Hubris + leverage + ther people's money = lots of bad deals.  

By Anonymous Anonymous, at Sun Jan 10, 10:23:00 AM:

The environment simply allowed shrewd people to unlink risk and reward. It is exactly what happened to cause the S&L scandal in the '90s.
Had lenders been forced to take the risks associated with bad loans, easy money or no, they would not have made the loans. They made bad loans and sold the risk to others. Thus, the revenue came not from the repayment of the loans but from the sale of the risk.
To the extent that Rangel, Dodd and the other criminals permitted/encouraged this, they are to blame!  

By Blogger Jane, at Sun Jan 10, 01:05:00 PM:

I think you're right that this was a big part of it . . . and one of the ways that cheap money made us stupid. But they weren't competing to make loans they knew would go bad; the cheapness of money disguised the problems for quite some time, because of the asset appreciation.  

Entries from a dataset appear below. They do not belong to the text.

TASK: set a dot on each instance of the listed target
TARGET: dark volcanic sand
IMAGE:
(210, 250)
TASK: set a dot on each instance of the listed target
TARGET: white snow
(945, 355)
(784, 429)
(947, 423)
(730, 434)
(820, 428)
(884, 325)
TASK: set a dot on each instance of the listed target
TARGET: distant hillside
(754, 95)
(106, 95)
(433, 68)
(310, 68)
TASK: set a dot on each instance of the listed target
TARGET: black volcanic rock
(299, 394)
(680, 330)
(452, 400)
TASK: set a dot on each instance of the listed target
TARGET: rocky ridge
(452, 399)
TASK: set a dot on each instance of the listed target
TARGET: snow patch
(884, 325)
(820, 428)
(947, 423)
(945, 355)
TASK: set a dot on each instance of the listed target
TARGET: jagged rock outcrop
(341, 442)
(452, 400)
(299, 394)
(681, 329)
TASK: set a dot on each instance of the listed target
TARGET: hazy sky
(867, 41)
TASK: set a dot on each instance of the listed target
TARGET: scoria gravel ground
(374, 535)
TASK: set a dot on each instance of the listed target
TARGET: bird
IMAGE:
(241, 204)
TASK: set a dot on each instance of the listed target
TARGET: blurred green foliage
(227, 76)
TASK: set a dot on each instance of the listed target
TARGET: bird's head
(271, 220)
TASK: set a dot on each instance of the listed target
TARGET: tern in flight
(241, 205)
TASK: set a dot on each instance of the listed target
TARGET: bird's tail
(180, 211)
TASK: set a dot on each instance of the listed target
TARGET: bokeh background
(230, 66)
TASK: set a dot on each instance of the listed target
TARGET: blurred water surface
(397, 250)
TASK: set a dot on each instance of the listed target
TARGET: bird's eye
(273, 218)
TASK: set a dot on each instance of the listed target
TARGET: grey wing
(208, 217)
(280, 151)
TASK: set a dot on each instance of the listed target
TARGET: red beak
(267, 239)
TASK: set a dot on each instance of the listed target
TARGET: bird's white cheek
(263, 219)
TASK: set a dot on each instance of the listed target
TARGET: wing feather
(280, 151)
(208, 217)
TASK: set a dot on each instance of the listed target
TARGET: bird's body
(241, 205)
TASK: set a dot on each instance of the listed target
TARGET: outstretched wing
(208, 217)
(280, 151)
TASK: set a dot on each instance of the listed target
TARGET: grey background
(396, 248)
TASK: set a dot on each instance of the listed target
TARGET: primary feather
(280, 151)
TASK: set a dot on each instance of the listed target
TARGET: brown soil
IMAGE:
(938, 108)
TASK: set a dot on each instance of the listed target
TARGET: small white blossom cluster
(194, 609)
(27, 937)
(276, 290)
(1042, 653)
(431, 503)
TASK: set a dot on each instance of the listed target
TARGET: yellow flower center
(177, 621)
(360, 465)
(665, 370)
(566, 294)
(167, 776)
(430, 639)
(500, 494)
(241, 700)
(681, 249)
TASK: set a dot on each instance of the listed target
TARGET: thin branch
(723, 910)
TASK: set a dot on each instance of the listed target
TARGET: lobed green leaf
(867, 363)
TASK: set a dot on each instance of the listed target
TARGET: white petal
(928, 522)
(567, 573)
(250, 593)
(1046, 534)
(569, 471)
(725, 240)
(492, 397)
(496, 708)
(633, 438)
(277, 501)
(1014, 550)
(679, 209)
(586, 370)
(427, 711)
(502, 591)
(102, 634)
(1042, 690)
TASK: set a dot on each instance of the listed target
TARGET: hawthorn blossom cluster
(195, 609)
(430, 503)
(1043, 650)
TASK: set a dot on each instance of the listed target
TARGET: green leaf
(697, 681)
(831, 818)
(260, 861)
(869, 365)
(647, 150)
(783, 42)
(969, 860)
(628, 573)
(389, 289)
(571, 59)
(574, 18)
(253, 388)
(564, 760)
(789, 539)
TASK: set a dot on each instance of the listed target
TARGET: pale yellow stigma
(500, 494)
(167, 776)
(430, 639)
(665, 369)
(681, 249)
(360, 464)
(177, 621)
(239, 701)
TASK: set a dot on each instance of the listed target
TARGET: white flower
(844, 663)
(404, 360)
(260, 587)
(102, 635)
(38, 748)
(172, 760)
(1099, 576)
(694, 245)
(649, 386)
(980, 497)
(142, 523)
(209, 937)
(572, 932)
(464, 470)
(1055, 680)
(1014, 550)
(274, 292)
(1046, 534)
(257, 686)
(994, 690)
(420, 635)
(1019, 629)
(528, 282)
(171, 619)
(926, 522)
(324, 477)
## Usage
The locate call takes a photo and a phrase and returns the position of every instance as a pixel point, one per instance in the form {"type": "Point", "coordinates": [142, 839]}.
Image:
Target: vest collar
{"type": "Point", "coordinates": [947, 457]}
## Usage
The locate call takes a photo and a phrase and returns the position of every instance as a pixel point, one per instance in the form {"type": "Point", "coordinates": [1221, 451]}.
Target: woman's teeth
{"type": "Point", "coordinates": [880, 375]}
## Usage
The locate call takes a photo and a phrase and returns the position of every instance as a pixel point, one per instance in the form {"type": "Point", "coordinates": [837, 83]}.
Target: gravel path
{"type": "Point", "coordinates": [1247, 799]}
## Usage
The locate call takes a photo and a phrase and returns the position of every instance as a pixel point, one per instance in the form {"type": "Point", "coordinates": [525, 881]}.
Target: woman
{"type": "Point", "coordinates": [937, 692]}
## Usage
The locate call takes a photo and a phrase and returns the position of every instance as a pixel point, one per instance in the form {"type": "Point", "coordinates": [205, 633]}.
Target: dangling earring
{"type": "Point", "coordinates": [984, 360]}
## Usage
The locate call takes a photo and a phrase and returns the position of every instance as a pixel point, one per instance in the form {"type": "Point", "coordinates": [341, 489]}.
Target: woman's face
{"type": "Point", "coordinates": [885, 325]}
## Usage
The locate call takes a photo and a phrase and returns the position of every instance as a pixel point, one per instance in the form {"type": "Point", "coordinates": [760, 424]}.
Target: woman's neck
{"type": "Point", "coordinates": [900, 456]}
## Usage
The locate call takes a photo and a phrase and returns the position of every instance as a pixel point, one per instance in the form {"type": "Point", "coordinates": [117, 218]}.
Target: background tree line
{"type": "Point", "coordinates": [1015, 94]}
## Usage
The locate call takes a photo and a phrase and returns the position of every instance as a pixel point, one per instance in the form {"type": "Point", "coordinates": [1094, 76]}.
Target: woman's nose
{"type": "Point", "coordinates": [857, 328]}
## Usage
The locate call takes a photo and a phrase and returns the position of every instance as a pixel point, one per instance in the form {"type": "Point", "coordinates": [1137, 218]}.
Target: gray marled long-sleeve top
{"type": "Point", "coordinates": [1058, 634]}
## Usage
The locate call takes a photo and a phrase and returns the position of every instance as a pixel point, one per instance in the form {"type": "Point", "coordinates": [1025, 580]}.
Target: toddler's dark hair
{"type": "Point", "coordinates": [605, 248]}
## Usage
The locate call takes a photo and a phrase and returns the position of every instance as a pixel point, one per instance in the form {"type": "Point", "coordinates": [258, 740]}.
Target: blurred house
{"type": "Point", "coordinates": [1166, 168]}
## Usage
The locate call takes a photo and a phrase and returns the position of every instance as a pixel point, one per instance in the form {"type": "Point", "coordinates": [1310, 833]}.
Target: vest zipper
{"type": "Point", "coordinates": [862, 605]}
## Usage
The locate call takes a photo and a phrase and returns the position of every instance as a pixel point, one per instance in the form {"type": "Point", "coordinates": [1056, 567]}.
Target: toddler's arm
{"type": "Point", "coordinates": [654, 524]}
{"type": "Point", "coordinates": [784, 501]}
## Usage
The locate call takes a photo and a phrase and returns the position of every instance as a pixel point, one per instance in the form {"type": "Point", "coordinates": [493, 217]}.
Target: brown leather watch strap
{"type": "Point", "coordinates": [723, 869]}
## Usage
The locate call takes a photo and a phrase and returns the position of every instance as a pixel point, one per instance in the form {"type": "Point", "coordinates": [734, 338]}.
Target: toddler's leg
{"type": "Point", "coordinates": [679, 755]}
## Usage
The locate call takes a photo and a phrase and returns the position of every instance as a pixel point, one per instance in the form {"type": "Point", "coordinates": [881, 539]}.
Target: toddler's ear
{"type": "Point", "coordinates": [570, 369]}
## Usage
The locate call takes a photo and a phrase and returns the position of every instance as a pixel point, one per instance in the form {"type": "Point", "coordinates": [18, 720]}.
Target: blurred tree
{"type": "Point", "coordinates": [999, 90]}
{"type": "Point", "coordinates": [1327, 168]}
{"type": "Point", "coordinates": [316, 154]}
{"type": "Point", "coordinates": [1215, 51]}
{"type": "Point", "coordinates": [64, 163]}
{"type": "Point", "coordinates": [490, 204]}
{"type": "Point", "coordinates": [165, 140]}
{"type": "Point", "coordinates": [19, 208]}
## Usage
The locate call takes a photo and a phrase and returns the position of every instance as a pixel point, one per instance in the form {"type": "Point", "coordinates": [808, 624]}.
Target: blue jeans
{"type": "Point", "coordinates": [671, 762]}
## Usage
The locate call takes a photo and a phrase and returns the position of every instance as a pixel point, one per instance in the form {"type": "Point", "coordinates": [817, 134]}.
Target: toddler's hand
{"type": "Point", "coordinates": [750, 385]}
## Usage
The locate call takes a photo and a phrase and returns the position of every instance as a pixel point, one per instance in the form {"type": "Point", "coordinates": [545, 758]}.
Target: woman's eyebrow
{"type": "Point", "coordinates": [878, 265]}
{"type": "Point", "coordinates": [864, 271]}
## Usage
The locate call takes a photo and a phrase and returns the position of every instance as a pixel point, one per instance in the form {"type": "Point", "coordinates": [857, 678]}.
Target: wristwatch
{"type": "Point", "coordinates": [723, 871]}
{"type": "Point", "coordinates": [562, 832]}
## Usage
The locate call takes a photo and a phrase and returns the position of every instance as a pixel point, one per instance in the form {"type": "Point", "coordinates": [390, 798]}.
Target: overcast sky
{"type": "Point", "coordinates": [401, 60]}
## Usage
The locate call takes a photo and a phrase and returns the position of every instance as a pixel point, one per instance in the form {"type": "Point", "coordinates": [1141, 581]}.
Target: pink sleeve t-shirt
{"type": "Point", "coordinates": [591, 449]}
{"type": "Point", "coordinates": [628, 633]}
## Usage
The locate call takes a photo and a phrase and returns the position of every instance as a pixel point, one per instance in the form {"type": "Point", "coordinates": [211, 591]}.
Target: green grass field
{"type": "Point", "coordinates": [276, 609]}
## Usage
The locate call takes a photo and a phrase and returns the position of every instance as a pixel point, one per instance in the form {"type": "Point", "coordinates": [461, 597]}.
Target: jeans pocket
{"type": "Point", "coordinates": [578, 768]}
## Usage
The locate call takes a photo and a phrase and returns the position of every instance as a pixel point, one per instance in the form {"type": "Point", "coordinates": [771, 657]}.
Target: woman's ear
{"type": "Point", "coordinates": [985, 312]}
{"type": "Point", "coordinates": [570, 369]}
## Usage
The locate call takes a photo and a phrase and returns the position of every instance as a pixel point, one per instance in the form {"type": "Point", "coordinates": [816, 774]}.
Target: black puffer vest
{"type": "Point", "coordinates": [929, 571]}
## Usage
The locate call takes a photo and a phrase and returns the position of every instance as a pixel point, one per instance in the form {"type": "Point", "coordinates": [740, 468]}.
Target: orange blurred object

By Blogger TigerHawk, at Sun Jan 10, 08:18:00 PM:

Jane, agreed. And the Fed did not appreciate what the credit inflation was doing, because the usual signal -- consumer price inflation -- was obscured for 15 years by the movement of the world's manufacturing base in to China, which massively lowered the costs of stuff. The Fed did not, apparently, substitute asset price metrics as a means for measuring the damage done by loose money.  

By Blogger Gary Rosen, at Mon Jan 11, 03:26:00 AM:

TH, your last post hits on something that has been bothering me about all this (aside from the fact that I understand so little about it). Nearly everyone now blames the Fed for keeping interest rates too low in the 2000's. I'm willing to buy that, it makes sense. The only thing is that I hardly recall anyone complaining *at the time* that interest rates were too low. Were the Fed's actions a rational response to conditions that no longer existed, fighting the last war as it were?  

By Blogger Cardinalpark, at Mon Jan 11, 01:00:00 PM:

Gary and TH -

a few other bits:

1) the dramatic increase in lending capacity generally and mortgage market specifically afforded by securitization - that is loans were no longer held by banks, but sold to investors...this dynamic, and the non-capital, non risk nature of securitization for an originator was tremendous fuel for mortgage growth

2) yes, there were folks complaining at the time that rates were too low for too long - like the editorial board of the WSJ.

3) subprime, non-doc mortgage lending was a somewhat new phenomenon. historically, subprime auto lending or cc lending always ends badly. we should not be surprised it happened here too.

One bit - there is lots of blame and none to go around at the same time. Credit expansions boom and then bust. It's always been that way and always will be.